New Zealand force Indian follow-on in second test

New Zealand 619-9d India 305 & 47-1

Chris Martin scythed through the Indian middle order with the second new ball today as New Zealand secured a 314-run first innings lead and enforced the follow-on in the second cricket test.

Martin dismissed Yuvraj Singh (0), Dinesh Karthik (6) and V.V.S. Laxman for 76 as India was all out for 305 today replying to New Zealand's first innings of 619 for 9 declared.

At stumps India was 47 for one in its second innings, still 267 runs behind with Virender Sehwag out for 22. Gautam Gambhir (14) and Rahul Dravid (11) were the not out batsmen.

Jesse Ryder, whose innings of 201 inflated New Zealand's first-innings total, took catches from Martin and Iain O'Brien's bowling and claimed the vital wicket of Dravid for 83 in a three-over cameo to speed India toward dismissal.

O'Brien claimed the last two Indian wickets to fall — Harbhajan Singh for 18 and Zaheer Khan for 8 — with successive deliveries as the tourists lost their last six wickets for 59 runs in perfect batting conditions.

India resumed Saturday at 79 for three and slipped toward the follow on despite brief patches of resistance from Sachin Tendulkar (49), Dravid and Laxman (76).

Of the seven wickets that fell, six went to catches behind the wicket and one to a catch on the fine leg fence as the Indian batsman showed a lack of discipline under the weight and pressure of New Zealand's total.

The deterioration of the Indian innings was systematic. Tendulkar was out before lunch, one run short of his 52nd half century in tests, when he edged a delivery from off-spinner Jeetan Patel to Ross Taylor at first slip.

Dravid reached his 55th test half century in 144 minutes off 111 balls and attempted to stall the decline of the innings in a slow second session and in a critical partnership with Laxman.

India added only 64 runs in 30 overs between lunch and tea but, importantly, lost the wickets of Dravid and Yuvraj Singh immediately before the interval to slip closer to capitulation.

Dravid was out for 83, caught by wicketkeeper Brendon McCullum off Ryder's first over as the burly New Zealand batsman continued to have an influence over the match.

Singh fell without scoring in the last over before tea, leaving the tourists 253-6 and giving New Zealand control of every session of the match, except the first in which they slumped to 23 for three after winning the toss.

New Zealand quickly wrapped up the Indian innings in the final session and with precise use of the second new ball. Martin dismissed Karthik, caught by Ryder at third slip, and Laxman, who provided the second catch at second slip for Tim McIntosh.

Patel, who already had the prized wicket of Tendulkar, dismissed Sehwag for 22 before stumps to imperil India's second innings. Sehwag played a rash shot, sweeping across the line, and was trapped lbw when India was 30.

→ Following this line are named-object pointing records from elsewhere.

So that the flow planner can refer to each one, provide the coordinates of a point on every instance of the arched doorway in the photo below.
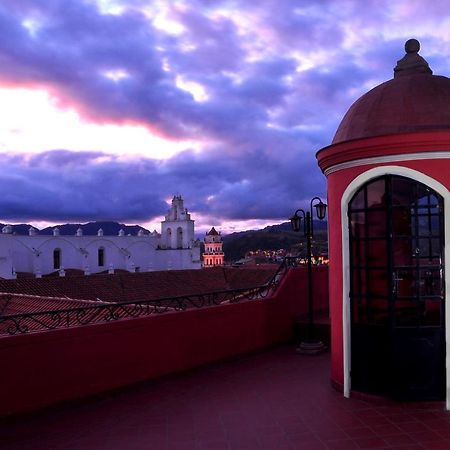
(396, 240)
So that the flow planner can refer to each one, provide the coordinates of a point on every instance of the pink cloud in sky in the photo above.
(225, 102)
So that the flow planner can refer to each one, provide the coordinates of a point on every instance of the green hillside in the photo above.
(275, 237)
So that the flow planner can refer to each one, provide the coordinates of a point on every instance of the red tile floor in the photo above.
(273, 400)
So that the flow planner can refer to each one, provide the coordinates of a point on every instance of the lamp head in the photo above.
(321, 209)
(296, 222)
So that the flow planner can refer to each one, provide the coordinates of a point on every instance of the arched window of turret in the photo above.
(101, 257)
(169, 237)
(179, 237)
(57, 258)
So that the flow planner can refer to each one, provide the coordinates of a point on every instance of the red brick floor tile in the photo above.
(342, 444)
(386, 430)
(275, 400)
(363, 432)
(371, 442)
(399, 439)
(411, 427)
(426, 436)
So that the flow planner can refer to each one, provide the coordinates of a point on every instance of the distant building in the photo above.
(213, 255)
(174, 248)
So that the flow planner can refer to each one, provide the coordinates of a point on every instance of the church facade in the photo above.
(213, 255)
(175, 248)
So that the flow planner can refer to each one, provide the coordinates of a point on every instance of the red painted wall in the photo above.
(43, 368)
(337, 183)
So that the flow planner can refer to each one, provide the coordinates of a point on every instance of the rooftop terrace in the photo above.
(272, 400)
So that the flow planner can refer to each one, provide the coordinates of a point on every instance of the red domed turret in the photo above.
(388, 175)
(415, 100)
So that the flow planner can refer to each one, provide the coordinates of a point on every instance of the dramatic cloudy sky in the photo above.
(110, 107)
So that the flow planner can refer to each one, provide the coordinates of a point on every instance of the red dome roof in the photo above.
(415, 100)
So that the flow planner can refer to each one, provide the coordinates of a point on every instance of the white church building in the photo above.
(175, 248)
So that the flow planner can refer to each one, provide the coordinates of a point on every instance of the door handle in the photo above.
(395, 279)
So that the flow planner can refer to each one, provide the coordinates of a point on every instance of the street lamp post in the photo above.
(310, 346)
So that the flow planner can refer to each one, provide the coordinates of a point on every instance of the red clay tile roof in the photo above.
(38, 296)
(125, 287)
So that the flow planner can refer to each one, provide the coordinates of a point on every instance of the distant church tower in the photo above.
(177, 229)
(213, 255)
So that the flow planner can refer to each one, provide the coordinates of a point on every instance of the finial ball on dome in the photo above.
(412, 46)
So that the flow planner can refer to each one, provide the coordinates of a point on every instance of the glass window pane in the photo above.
(376, 193)
(358, 200)
(376, 223)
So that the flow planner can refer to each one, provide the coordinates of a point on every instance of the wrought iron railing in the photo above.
(109, 312)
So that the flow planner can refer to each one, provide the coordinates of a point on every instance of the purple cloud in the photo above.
(277, 78)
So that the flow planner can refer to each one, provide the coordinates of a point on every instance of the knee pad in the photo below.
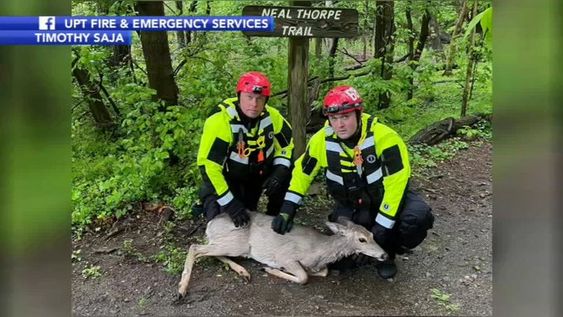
(415, 220)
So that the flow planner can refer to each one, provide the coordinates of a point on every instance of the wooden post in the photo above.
(299, 22)
(298, 74)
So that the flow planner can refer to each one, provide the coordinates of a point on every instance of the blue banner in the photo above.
(65, 38)
(139, 23)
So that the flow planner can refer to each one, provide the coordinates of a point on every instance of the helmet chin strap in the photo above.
(354, 138)
(244, 118)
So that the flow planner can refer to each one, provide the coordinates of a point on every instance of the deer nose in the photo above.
(383, 257)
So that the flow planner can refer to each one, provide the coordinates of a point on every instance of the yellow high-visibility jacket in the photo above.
(218, 157)
(384, 173)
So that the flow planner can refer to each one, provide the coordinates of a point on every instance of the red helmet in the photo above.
(342, 99)
(255, 82)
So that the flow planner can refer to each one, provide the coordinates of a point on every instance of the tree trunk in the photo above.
(469, 70)
(157, 55)
(457, 29)
(298, 74)
(443, 129)
(384, 44)
(121, 56)
(91, 93)
(189, 36)
(365, 34)
(180, 35)
(410, 44)
(332, 56)
(414, 60)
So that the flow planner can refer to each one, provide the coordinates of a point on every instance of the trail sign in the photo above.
(306, 21)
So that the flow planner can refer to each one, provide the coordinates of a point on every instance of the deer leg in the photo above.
(296, 273)
(322, 272)
(193, 253)
(236, 267)
(198, 250)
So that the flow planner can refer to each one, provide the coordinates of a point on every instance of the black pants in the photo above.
(248, 192)
(410, 229)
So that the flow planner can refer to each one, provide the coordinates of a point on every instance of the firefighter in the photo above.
(245, 150)
(367, 173)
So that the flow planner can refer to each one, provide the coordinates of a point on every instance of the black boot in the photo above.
(386, 269)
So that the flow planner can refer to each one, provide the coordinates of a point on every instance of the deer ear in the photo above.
(336, 227)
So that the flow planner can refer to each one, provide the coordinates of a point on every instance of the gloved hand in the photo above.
(237, 212)
(361, 259)
(382, 236)
(283, 222)
(276, 179)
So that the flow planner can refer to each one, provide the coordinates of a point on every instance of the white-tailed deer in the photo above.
(292, 256)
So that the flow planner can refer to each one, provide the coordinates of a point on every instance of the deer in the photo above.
(294, 256)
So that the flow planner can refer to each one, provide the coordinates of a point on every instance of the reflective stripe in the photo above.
(384, 221)
(235, 157)
(375, 176)
(225, 199)
(270, 150)
(335, 178)
(282, 161)
(265, 122)
(236, 127)
(294, 198)
(232, 112)
(367, 143)
(334, 147)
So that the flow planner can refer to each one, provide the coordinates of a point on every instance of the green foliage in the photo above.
(482, 130)
(75, 256)
(110, 176)
(423, 157)
(172, 259)
(484, 18)
(93, 272)
(151, 155)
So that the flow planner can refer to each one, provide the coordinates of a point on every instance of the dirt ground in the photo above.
(450, 273)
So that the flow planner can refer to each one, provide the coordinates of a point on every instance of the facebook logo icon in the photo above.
(46, 23)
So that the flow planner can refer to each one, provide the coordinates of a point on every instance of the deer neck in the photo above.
(332, 249)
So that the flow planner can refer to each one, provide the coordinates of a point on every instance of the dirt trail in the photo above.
(455, 260)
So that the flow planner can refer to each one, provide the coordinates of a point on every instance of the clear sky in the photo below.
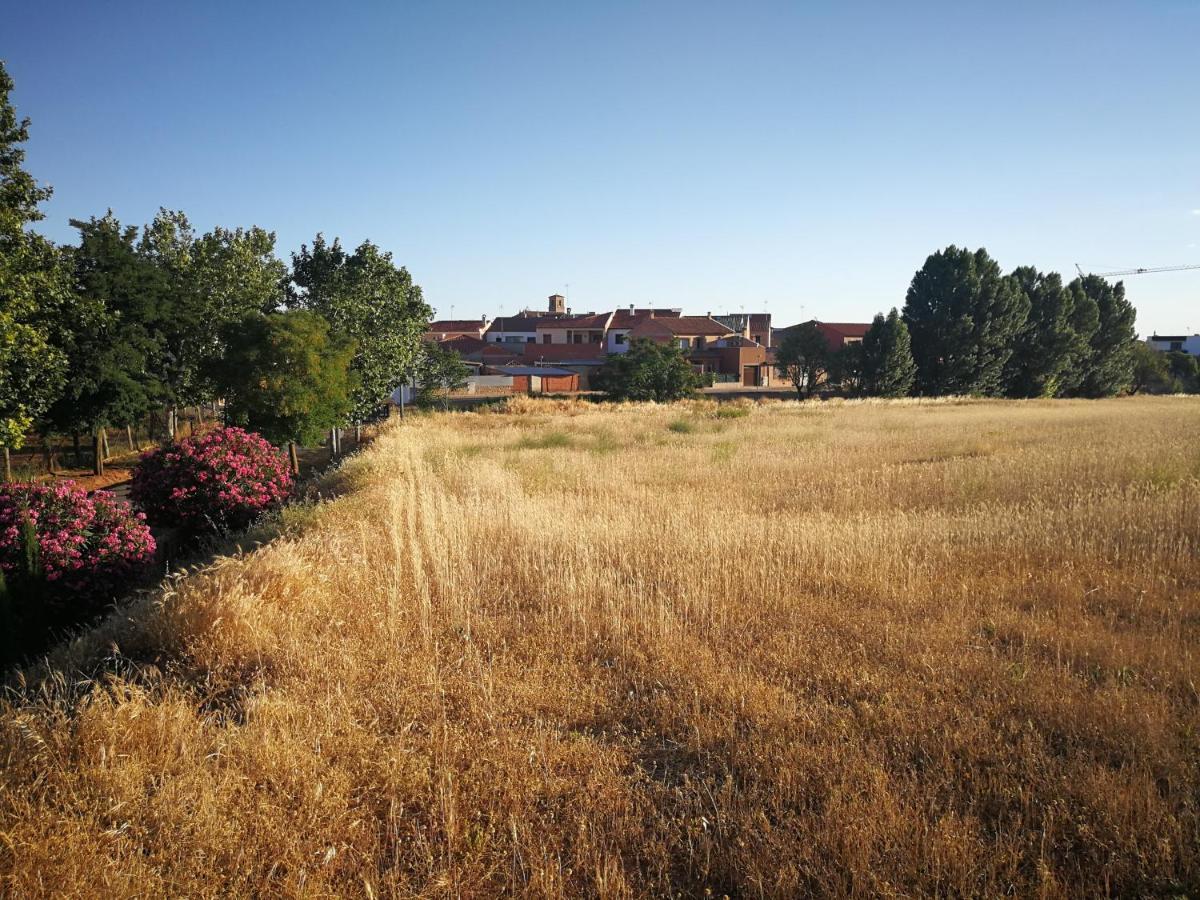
(793, 157)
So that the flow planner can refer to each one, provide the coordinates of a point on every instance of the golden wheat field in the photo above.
(861, 648)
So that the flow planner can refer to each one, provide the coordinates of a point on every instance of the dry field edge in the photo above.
(565, 649)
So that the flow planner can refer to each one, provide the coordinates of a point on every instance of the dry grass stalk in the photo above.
(843, 648)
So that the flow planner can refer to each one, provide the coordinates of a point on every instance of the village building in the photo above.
(1175, 343)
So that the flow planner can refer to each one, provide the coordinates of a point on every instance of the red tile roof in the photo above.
(628, 318)
(442, 325)
(563, 352)
(592, 321)
(681, 327)
(519, 323)
(846, 329)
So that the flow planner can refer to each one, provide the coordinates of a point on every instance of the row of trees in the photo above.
(135, 319)
(967, 328)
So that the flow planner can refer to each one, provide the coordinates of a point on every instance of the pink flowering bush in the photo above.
(81, 549)
(217, 481)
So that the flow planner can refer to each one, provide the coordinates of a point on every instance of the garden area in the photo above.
(73, 543)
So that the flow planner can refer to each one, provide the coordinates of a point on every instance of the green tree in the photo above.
(804, 355)
(215, 280)
(846, 367)
(888, 367)
(1107, 365)
(1151, 371)
(964, 316)
(34, 287)
(438, 369)
(114, 345)
(1185, 369)
(285, 376)
(1048, 345)
(647, 371)
(366, 298)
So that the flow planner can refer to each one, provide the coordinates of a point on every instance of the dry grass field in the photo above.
(855, 648)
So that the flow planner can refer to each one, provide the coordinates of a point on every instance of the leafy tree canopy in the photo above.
(804, 354)
(438, 369)
(373, 303)
(647, 371)
(286, 376)
(34, 287)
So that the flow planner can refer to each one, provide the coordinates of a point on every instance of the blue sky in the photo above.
(719, 156)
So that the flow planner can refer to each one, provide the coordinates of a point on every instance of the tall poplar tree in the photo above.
(1048, 346)
(1108, 363)
(888, 367)
(34, 287)
(964, 316)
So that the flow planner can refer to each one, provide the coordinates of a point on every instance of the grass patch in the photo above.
(545, 441)
(729, 411)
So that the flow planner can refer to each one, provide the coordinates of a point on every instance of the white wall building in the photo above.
(1168, 343)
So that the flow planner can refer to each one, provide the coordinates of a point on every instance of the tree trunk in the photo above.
(48, 449)
(97, 454)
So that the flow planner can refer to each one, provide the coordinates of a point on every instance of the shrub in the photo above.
(217, 481)
(60, 545)
(731, 412)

Gambhir and Dravid saw the tourists to stumps but India face a battle to save the match with two days remaining.

New Zealand took charge of the match with a disciplined bowling performance in good batting conditions.

"I think the guys bowled really well, really consistently," Patel said. "Dan (Vettori) asked for consistent areas and I think we delivered.

"We grafted in the second session, bowled a lot of overs to a particular plan and that paid off in third session. If you stack up the overs, as we did, the wickets often come in last session. We stayed strong with our plans and knocked them off really quickly."

India leads the three-match series 1-0 after winning the first test at Hamilton by 10 wickets.

Laxman said India was far from discouraged by its position.

"It's a great opportunity not only for me but the entire team to do something special," he said.

"We are all looking forward to the next two days and I'm quite confident that we'll do something special."